La sepultura estaba situada cerca de la iglesia y su precio era considerable. La había pagado Catalina Ivanovna. Después de los ritos habituales, los sepultureros introdujeron el ataúd en la fosa. Snieguiriov, con las flores en la mano, se inclinó tanto hacia delante en el borde de la cavidad, que los muchachos, asustados, se aferraron a su abrigo y tiraron de él hasta conseguir que el capitán retrocediera. Éste no parecía darse cuenta de lo que pasaba. Cuando rellenaron la fosa, señaló la tierra que se iba amontonando sobre ella y empezó a decir cosas ininteligibles. Pronto se calló. Entonces, alguien le recordó que había que desmigar el pan. El capitán se apresuró a sacarlo del bolsillo y desmenuzarlo sobre la sepultura, mientras murmuraba: «¡Acudid, pajarillos; venid, preciosos gorriones!» Uno de los muchachos le dijo que las flores le estorbaban y que debía confiárselas a alguien. Pero él no las quiso soltar, como si temiera que se las robaran. Y cuando observó que todo había terminado y que había desmigado todo el pan, echó a andar hacia su casa, primero con paso normal, después con prisa creciente. Los muchachos y Aliocha lo siguieron de cerca.

—¡Flores para «mamá», flores para «mamá»! —exclamó de pronto—. La hemos ofendido.

Alguien le dijo que se pusiera el sombrero; pues hacía frío. Pero él, como irritado por esta advertencia, lo arrojó a la nieve.
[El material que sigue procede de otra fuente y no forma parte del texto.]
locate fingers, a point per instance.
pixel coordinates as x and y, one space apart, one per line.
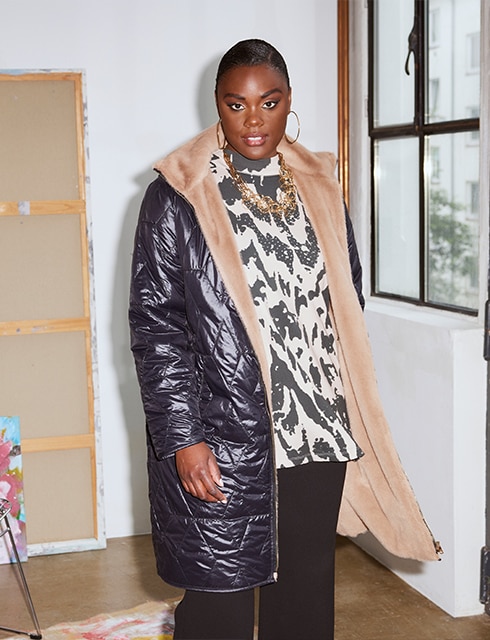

—¡No lo quiero, no lo quiero! —gritó.

Smurov recogió el sombrero. Todos los niños lloraban, especialmente Kolia y el descubridor de Troya.

El llanto no impidió a Smurov encontrar entre la nieve una piedra para arrojarla a una bandada de gorriones que venía hacia ellos. Naturalmente, erró el tiro y, sin dejar de llorar, corrió para alcanzar al grupo.

A medio camino, Snieguiriov se detuvo de pronto, como si se acordara de algo. Se volvió hacia la iglesia y echó a andar hacia la sepultura abandonada. Pero los niños corrieron hacia él, lo rodearon y lo sujetaron. El capitán rodó por la nieve tras una lucha agotadora y empezó a llorar, a debatirse, a gritar:

—¡Iliucha, hijo mío!

Kolia y Aliocha lo levantaron y procuraron calmarlo.

—¡Basta, capitán! —dijo Kolia—. Un hombre valeroso como usted debe soportarlo todo.

—Está aplastando las flores —dijo Aliocha—. Tenga en cuenta que las espera su esposa. Está llorando porque usted no le ha querido dar ninguna flor de Iliucha. Todavía está allí la cama de su hijo.

—Sí, vamos a ver a «mamá» —dijo de pronto Snieguiriov—. ¡Se pueden llevar la cama! —añadió, convencido de que se la podían llevar.

Se levantó y echó a correr hacia la casa. Como estaban cerca, todos llegaron pronto y al mismo tiempo. Snieguiriov abrió la puerta vivamente. Estaba arrepentido de haberse mostrado tan duro con su esposa.